Apple countersues Motorola over multi-touch iPhone patents
Apple filed two lawsuits on Friday in a U.S. District Court in the Western District of Wisconsin. The Cupertino, Calif., company seeks to prove to the court that Motorola has violated six patents related to multi-touch gestures first pioneered with the iPhone.
Apple's suit names a number of popular Motorola handsets as infringing. Those named in the complaint are the Droid, Droid 2, Droid X, Cliq, Cliq XT, BackFlip, Devour A555, Devour i1 and Charm 1.
The patents named in Apple's suit are:
- U.S. Patent No. 7,812,828 - "Elipse fitting for multi-touch surfaces"

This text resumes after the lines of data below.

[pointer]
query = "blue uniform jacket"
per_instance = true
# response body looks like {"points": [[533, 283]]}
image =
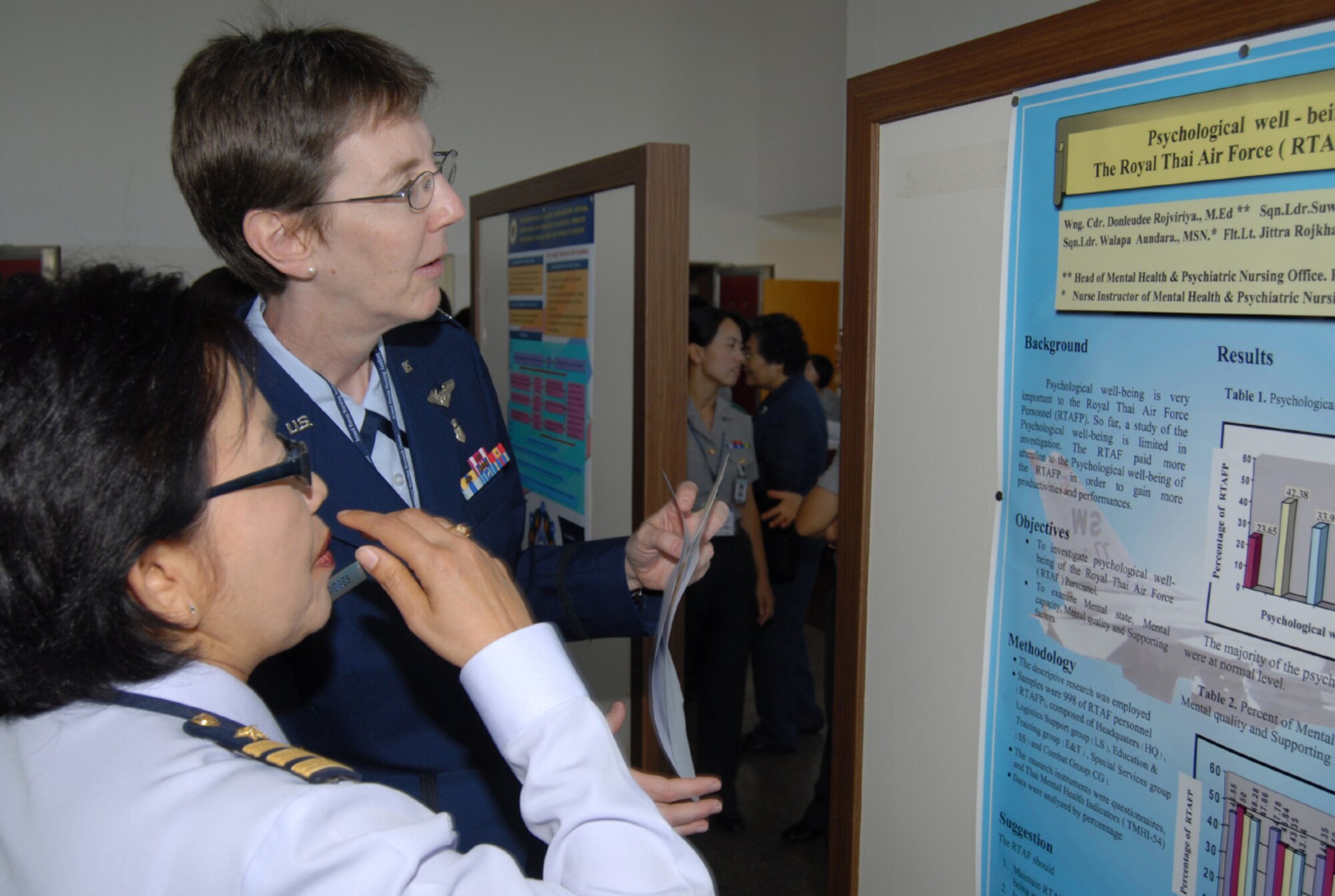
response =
{"points": [[364, 689]]}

- U.S. Patent No. 7,663,607 - "Multipoint touchscreen"
- U.S. Patent No. 5,379,430 - "Object-oriented system locator system"
- U.S. Patent No. 7,479,949 - "Touch screen device, method, and graphical user interface for determining commands by applying heuristics"

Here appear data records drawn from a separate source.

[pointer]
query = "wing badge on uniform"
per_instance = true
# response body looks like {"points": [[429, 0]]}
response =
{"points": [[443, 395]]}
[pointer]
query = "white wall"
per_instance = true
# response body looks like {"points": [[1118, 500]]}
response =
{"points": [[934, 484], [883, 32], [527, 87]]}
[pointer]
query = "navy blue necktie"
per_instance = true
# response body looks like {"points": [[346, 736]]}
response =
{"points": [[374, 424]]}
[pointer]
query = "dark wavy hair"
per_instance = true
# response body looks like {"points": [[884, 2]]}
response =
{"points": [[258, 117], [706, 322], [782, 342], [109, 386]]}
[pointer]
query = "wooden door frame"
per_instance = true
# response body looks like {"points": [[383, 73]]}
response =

- U.S. Patent No. 6,493,002 - "Method and apparatus for displaying and accessing control and status information in a computer system"
- U.S. Patent No. 5,838,315 - "Support for custom user-interaction elements in a graphical, event-driven computer system"

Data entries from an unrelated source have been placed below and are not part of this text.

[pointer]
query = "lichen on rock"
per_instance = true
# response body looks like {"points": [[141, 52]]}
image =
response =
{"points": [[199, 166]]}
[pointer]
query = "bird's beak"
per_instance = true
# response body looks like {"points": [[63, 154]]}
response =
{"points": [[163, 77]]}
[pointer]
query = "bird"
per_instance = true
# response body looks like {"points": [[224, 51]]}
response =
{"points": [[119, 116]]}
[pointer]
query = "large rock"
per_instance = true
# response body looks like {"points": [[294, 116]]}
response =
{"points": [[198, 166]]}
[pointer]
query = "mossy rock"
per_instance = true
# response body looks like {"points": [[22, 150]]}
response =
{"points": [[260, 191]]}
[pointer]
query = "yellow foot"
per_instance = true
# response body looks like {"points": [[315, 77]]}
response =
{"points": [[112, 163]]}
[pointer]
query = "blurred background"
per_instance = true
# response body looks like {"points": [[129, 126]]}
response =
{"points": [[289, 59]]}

The legal action is in response to a lawsuit filed earlier in October with the U.S. International Trade Commission by Motorola against Apple. In that case, Motorola has accused the iPhone, iPod touch and certain Macs of infringing on patents related to a range of technologies, including 3G, GPRS, 802.11 wireless, and antenna design.
Motorola has asserted that it attempted to license technology to Apple, and engaged in "lengthy negotiations" with the iPhone maker, but a deal could not be reached. The company has claimed that Apple "refused" to pay for a license.
Motorola also took preemptive action against Apple earlier this month, in anticipation of a countersuit, and asked a court to invalidate 11 iPhone-related patents. None of the 11 patents named in Motorola's complaint are included in Apple's lawsuit.
Those patents were, however, used in a suit Apple filed against HTC earlier this year. Motorola noted to the court that Apple has a "history of asserting" that handsets running Google's Android mobile operating system violate the 11 named patents.